On the other hand, pikas and alpine chipmunks were observed at elevations more than 1,000 feet higher than where Grinnell's team spotted them. Why?

"It could be indicative of a climate shift forcing them to move to a higher, cooler elevation," Patton says. "Some might say that's a symptom of global warming. That could be trouble for the species though if they keep moving up into the mountains until they can't go any higher."

Other animals not noted by Grinnell, like the western harvest mouse and the Pinyon mouse, were caught by Patton's team.
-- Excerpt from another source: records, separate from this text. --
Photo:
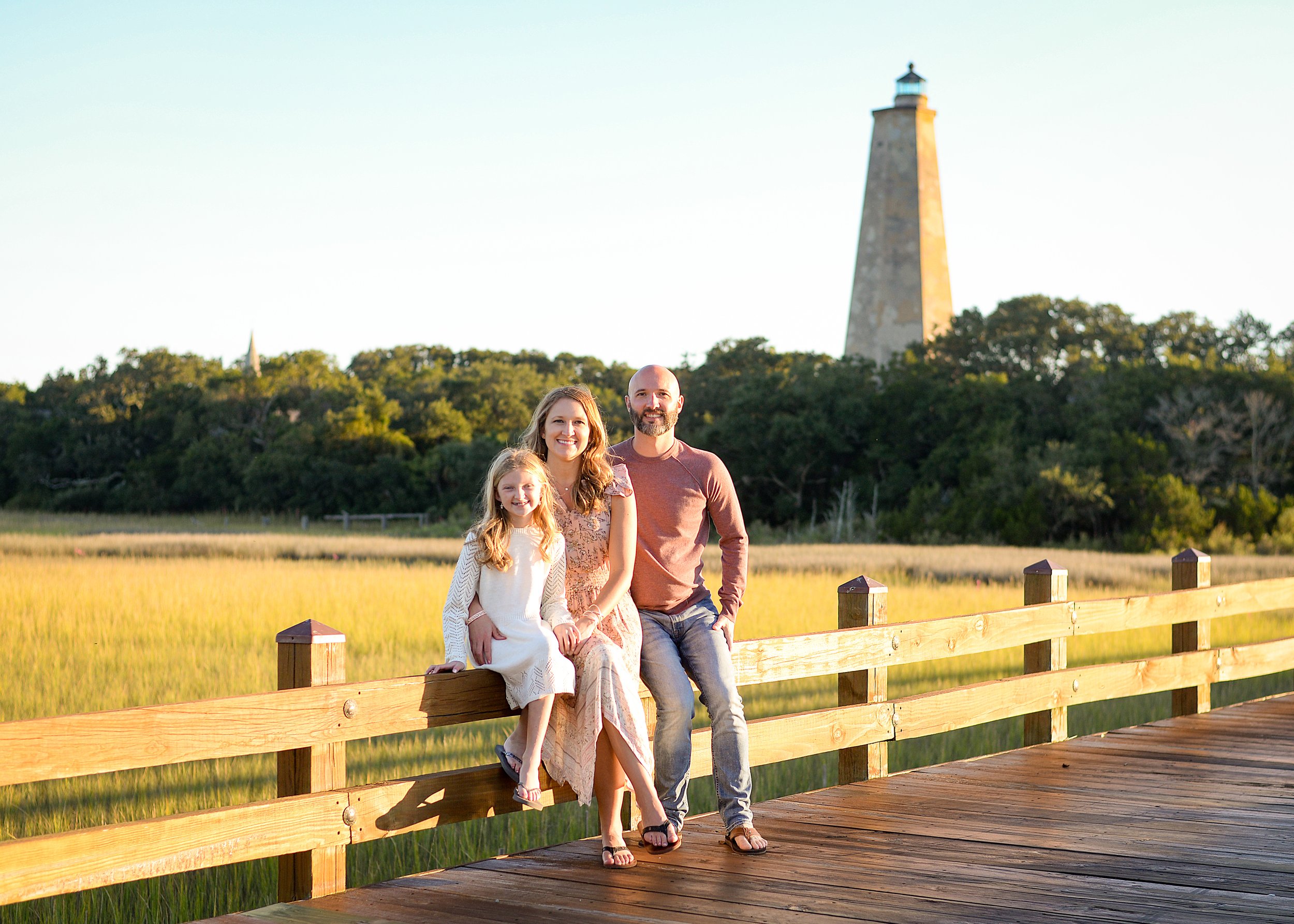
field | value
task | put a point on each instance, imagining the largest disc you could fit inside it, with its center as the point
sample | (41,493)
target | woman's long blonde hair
(493,530)
(594,469)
The latter has expanded its range from an approximate elevation of 8,500 feet on the eastern Sierran slopes up to 10,400 feet into the Park over the course of a century. As more data is gathered, the researchers hope to identify the reason for the shift in the distribution and population. The researchers are employing techniques Grinnell could only have dreamt of, including molecular genetic analyses.

While California is recognized in the conservation community as a megadiversity region, Patton points out, it's also under increasing pressure from population growth, land use changes, fires, and drought. To that end, the "then and now" survey of California's fauna could inform the sustainable development of the state. Meanwhile, he adds, it could also validate models used to predict how myriad variables, from changes in land use to shifts in climate, could affect the state's biodiversity. In that way, looking to the past may help us prevent problems in the future.

"Thanks to Grinnell and his team's rigorous inventory of species, the museum has a historical database that's unparalleled anywhere else in the world," Patton says. "The ability to make such detailed comparisons between today and 80 years ago is just remarkable. It's time to put that database to use."